The number of planes using Cleveland Municipal Airport jumped from a few thousand in its inaugural year to nearly 20,000 by 1929. A new terminal building constructed that year contained the world's first air traffic control tower -- a tall, glass-enclosed structure with a 360-degree view of the air field. Soon after its construction, two-way radio was installed in the tower, the first time this had been used in the aviation field. This proved to be an important addition, as in its early years the airport used the "allway" landing mat process, which allowed multiple planes to land simultaneously on different parts of the air field — a process designed to prevent pilots from having to wait mid-air for space to land.

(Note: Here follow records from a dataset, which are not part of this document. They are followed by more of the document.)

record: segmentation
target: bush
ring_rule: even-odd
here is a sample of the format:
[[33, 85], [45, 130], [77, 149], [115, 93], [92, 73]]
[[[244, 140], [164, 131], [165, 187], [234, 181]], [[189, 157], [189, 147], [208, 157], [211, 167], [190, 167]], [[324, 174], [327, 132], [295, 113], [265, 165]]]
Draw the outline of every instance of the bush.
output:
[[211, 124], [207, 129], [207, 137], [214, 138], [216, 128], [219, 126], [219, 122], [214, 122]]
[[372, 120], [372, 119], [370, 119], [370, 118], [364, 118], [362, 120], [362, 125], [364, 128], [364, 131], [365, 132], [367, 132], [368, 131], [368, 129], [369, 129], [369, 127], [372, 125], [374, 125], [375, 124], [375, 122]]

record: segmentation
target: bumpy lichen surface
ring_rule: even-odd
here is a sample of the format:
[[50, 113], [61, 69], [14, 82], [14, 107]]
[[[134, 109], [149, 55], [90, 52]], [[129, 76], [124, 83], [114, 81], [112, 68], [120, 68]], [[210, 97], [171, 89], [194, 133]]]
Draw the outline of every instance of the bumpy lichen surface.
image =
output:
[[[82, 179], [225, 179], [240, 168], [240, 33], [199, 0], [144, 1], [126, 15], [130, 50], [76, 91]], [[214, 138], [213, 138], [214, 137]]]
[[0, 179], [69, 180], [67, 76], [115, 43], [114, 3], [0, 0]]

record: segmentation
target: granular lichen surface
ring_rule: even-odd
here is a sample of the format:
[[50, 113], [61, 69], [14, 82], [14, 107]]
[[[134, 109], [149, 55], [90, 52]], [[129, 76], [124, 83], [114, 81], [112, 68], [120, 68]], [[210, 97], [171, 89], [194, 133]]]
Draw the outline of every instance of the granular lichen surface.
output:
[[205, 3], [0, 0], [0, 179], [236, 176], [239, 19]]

During World War II, the area around the airport's periphery became a key part of the war effort. In 1941, a laboratory of the National Advisory Committee for Aeronautics (NACA) opened on its western end. The laboratory originally conducted research on airplane engines before turning into the NASA Lewis Research Center in 1958. The center was to play a crucial role in the drive to put a man on the moon. In 1942, the Cleveland Bomber Plant also opened nearby in what is now the I-X Center. Here, workers built B-29 aircraft bombers which when finished would take off from the airport to wherever they were needed. Cleveland Municipal Airport was also the regular site of the National Air Races between 1929 and 1949.
By the mid-1950s, all of the original structures at the airport had been razed to make way for expansions. The original Cleveland Municipal Airport was gone, but Cleveland Hopkins International Airport remained a thriving center of the commercial aviation industry.